One company doing just that is Marriott International. To stay ahead of competition, the hotel chain is migrating a significant portion of its core IT systems and applications to an open cloud platform over the next few years to offer faster digital services to web-savvy guests and to discern insights about them for its more than 4,000 properties across the globe.
The hotel is also implementing cloud analytics services to see early-stage data patterns and the scale and flexibility to enable timely, innovative new services that will meet guests' expectations in a predominantly digital world.
For many years, power was something that consumers didn’t think too much about.

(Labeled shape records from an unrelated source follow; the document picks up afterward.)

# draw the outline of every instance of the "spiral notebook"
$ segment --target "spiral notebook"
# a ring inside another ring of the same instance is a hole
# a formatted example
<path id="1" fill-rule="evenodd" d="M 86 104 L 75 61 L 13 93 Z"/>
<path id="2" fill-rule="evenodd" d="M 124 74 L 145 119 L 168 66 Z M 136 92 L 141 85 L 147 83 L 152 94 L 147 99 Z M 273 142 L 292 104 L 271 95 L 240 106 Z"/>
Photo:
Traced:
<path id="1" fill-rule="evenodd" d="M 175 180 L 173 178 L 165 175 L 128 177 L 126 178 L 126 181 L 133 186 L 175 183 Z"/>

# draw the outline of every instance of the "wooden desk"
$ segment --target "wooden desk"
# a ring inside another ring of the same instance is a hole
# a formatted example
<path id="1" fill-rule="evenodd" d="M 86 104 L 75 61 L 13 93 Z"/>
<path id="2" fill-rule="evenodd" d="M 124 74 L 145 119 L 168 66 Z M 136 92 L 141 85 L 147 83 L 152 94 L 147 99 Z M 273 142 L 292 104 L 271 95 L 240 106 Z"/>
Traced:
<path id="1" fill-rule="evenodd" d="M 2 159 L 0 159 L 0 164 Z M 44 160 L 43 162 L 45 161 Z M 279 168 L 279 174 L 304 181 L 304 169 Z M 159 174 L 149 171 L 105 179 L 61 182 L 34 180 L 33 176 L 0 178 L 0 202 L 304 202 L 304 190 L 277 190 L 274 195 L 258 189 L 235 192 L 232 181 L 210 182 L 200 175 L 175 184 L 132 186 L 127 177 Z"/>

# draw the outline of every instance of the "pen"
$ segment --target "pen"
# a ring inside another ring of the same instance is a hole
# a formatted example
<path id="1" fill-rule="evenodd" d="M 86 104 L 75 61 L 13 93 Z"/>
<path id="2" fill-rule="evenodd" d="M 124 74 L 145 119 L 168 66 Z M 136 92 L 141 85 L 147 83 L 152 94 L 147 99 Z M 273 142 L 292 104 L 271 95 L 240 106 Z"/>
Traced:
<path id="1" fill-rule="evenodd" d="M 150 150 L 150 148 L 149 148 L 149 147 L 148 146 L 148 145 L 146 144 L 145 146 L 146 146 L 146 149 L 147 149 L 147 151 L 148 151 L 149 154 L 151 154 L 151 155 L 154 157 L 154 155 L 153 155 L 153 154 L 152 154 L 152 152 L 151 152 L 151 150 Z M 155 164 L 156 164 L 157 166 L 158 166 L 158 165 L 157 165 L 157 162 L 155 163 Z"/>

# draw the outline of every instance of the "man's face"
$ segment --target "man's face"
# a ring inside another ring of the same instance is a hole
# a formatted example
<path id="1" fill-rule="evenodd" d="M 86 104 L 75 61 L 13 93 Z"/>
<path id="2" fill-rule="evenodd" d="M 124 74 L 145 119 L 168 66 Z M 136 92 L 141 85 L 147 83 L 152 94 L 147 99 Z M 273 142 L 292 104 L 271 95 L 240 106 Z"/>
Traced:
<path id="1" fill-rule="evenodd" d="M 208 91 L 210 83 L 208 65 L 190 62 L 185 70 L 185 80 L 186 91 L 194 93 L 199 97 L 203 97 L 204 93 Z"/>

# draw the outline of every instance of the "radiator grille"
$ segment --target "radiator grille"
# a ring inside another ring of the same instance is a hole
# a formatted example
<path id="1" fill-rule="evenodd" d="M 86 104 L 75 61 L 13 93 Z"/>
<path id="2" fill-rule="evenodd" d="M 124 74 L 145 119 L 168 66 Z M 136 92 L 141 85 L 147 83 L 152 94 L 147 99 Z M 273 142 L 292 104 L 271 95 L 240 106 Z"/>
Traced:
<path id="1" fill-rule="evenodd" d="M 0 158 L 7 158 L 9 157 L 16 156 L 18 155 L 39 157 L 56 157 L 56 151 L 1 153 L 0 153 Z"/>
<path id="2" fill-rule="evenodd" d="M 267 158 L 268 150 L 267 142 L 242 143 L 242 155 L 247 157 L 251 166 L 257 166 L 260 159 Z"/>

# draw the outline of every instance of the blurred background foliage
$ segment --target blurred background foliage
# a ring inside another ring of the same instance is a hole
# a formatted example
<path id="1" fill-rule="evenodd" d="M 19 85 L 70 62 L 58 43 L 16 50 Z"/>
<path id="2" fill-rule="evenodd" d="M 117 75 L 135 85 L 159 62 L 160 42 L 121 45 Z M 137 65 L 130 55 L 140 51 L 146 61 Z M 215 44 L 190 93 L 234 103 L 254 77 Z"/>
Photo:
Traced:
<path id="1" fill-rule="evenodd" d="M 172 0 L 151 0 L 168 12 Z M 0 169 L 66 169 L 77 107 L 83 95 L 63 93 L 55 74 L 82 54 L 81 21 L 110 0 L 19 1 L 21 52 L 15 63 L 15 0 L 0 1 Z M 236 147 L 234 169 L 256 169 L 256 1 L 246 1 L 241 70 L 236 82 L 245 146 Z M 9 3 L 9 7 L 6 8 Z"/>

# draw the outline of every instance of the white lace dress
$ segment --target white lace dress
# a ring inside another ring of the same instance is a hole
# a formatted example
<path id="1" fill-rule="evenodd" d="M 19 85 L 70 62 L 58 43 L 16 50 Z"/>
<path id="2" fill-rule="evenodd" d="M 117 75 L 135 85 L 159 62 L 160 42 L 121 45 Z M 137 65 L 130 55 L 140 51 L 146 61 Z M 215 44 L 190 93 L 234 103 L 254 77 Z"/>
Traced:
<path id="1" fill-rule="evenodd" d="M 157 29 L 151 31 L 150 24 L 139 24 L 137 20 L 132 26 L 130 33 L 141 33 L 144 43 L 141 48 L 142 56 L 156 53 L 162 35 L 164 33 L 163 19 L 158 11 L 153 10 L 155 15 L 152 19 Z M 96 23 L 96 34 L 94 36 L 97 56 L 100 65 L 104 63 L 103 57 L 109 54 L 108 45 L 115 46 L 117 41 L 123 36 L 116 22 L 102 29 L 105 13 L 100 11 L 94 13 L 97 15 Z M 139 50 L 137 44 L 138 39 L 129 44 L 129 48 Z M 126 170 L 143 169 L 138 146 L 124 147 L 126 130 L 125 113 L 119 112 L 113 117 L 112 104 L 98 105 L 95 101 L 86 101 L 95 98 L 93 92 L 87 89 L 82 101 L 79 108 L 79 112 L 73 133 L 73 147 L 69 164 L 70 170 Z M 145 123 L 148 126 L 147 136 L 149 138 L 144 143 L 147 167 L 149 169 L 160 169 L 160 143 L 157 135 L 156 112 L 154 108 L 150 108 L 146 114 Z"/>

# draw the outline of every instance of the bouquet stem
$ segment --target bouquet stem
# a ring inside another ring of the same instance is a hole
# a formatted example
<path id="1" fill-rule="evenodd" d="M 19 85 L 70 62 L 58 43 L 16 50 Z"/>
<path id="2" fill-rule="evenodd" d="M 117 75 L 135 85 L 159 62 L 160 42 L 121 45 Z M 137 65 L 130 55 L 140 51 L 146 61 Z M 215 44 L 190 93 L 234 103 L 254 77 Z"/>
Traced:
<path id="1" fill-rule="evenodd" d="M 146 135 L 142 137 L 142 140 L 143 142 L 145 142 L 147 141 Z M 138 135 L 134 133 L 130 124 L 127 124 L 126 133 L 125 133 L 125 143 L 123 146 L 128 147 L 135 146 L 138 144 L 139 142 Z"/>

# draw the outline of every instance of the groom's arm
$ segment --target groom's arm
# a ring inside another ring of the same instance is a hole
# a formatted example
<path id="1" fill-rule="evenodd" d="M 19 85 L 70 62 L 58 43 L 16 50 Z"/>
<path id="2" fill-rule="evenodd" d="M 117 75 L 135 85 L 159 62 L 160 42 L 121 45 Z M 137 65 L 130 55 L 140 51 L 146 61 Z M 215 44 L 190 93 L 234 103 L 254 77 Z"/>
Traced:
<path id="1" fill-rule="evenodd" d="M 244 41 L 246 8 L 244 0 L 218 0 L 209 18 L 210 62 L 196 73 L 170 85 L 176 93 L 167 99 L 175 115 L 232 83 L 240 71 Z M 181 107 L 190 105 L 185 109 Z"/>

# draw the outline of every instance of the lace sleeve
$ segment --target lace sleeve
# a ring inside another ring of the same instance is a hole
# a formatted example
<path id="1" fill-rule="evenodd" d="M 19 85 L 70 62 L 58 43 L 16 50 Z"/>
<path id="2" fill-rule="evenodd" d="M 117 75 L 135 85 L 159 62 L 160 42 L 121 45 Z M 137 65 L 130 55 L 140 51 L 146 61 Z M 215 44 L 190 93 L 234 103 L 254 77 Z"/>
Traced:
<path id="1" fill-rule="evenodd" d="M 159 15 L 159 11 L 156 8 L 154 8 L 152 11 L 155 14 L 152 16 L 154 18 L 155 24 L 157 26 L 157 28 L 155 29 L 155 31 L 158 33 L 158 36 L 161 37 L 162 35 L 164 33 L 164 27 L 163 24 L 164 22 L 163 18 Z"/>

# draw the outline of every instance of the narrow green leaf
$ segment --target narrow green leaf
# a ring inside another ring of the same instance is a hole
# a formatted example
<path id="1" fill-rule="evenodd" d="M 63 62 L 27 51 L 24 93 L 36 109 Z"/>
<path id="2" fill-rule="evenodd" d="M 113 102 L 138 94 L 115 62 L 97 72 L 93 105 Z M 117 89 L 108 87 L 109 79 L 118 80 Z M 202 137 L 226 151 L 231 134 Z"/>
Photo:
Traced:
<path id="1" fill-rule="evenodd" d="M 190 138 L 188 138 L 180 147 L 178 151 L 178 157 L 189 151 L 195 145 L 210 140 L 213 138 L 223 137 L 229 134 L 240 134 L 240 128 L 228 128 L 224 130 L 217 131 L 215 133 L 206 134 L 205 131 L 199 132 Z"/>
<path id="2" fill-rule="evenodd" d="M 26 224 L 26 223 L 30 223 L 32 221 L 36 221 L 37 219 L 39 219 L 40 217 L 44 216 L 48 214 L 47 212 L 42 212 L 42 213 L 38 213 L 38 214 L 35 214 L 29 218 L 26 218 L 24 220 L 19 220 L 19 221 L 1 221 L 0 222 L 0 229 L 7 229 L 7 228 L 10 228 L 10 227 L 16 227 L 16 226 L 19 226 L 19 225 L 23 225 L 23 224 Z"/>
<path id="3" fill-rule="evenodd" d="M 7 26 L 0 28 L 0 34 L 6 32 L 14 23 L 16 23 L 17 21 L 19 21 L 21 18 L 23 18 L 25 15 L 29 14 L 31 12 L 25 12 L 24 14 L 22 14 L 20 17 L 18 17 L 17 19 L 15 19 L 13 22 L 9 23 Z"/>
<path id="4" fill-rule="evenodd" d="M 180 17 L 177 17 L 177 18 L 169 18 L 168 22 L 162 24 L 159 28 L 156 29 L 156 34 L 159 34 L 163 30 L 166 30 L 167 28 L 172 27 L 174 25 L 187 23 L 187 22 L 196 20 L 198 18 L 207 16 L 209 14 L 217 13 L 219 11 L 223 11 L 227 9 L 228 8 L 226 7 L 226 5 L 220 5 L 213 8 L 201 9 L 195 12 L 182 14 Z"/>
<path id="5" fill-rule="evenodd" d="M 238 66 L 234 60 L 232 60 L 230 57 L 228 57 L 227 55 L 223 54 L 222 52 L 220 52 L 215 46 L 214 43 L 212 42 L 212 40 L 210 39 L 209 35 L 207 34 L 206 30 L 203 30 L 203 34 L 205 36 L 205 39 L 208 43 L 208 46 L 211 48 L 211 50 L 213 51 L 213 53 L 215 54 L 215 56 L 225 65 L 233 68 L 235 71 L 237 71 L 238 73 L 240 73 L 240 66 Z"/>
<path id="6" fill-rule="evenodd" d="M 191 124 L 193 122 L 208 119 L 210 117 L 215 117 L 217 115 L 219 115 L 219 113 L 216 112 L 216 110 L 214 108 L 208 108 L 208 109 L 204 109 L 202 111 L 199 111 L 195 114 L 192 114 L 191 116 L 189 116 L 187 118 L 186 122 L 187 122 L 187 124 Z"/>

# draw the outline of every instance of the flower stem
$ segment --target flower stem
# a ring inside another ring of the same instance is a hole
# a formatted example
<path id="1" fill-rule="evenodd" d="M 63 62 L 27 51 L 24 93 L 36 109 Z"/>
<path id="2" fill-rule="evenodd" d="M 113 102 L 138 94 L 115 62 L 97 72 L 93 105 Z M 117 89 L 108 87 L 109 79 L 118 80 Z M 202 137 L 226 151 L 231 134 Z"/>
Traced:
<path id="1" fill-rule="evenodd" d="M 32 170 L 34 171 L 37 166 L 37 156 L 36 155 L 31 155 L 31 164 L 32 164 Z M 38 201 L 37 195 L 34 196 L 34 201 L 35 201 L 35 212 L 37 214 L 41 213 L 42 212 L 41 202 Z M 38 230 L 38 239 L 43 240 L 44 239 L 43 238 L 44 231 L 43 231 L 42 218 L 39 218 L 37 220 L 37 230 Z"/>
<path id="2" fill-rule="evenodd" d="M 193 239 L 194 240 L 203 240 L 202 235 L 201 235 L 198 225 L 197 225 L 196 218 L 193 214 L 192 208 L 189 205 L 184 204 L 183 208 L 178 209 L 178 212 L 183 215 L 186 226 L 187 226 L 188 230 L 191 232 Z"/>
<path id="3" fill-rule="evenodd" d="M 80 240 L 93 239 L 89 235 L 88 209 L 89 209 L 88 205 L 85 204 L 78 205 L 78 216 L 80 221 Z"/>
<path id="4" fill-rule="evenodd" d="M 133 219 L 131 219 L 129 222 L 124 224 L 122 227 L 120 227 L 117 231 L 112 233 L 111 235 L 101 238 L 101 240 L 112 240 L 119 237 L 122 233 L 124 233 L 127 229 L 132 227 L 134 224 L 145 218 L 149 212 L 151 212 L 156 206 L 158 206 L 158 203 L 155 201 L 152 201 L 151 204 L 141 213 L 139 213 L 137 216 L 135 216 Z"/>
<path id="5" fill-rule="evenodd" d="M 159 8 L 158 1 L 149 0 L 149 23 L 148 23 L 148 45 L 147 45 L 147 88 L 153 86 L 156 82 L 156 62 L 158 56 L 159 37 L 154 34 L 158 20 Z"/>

But in recent years, climate change, rising energy prices and technology advances are all forces that have been reshaping the collective mind-set of consumers, turning many from ‘passive ratepayers’ to highly informed, environmentally conscious customers who want a role in using power.
Energy and utility companies are now challenged to deliver reliable, affordable and sustainable energy in a competitive market, and, as a result, National Grid has begun using scalable and data-driven insights that can help to modernise the utility network and improve power generation.
>See also: 6 predictions for cloud security
National Grid has implemented cloud analytics services to improve decision making around asset health and maintenance policies. The energy company needed the ability to sweep up all the data on its assets across 350 different sites and bring it together into a single portal for further analysis to deliver value for customers moving forward.
Using cloud-based analytics, National Grid has now shifted to a condition-based preventive maintenance, and uses an online portal where it has full visibility into everything it needs to know about all of its assets. The company now also has the ability to see asset conditions and when they were last maintained, which is vital in managing risk in the business.
Every cloud, every industry
In today’s fast-paced world with high standards of data centre performance, resilience, monitoring and the availability of specialists, it’s hard for most businesses to justify maintaining in-house data centres. And these industries aren’t the only ones benefiting from cloud technology.
From underpinning transport networks in our busiest cities, to improving the quality of paediatric care by collecting and sharing knowledge to treat children dying of preventable illnesses – any business, in any industry, in any corner of the world will see incremental benefits to their business by adopting cloud technology that suits their business needs.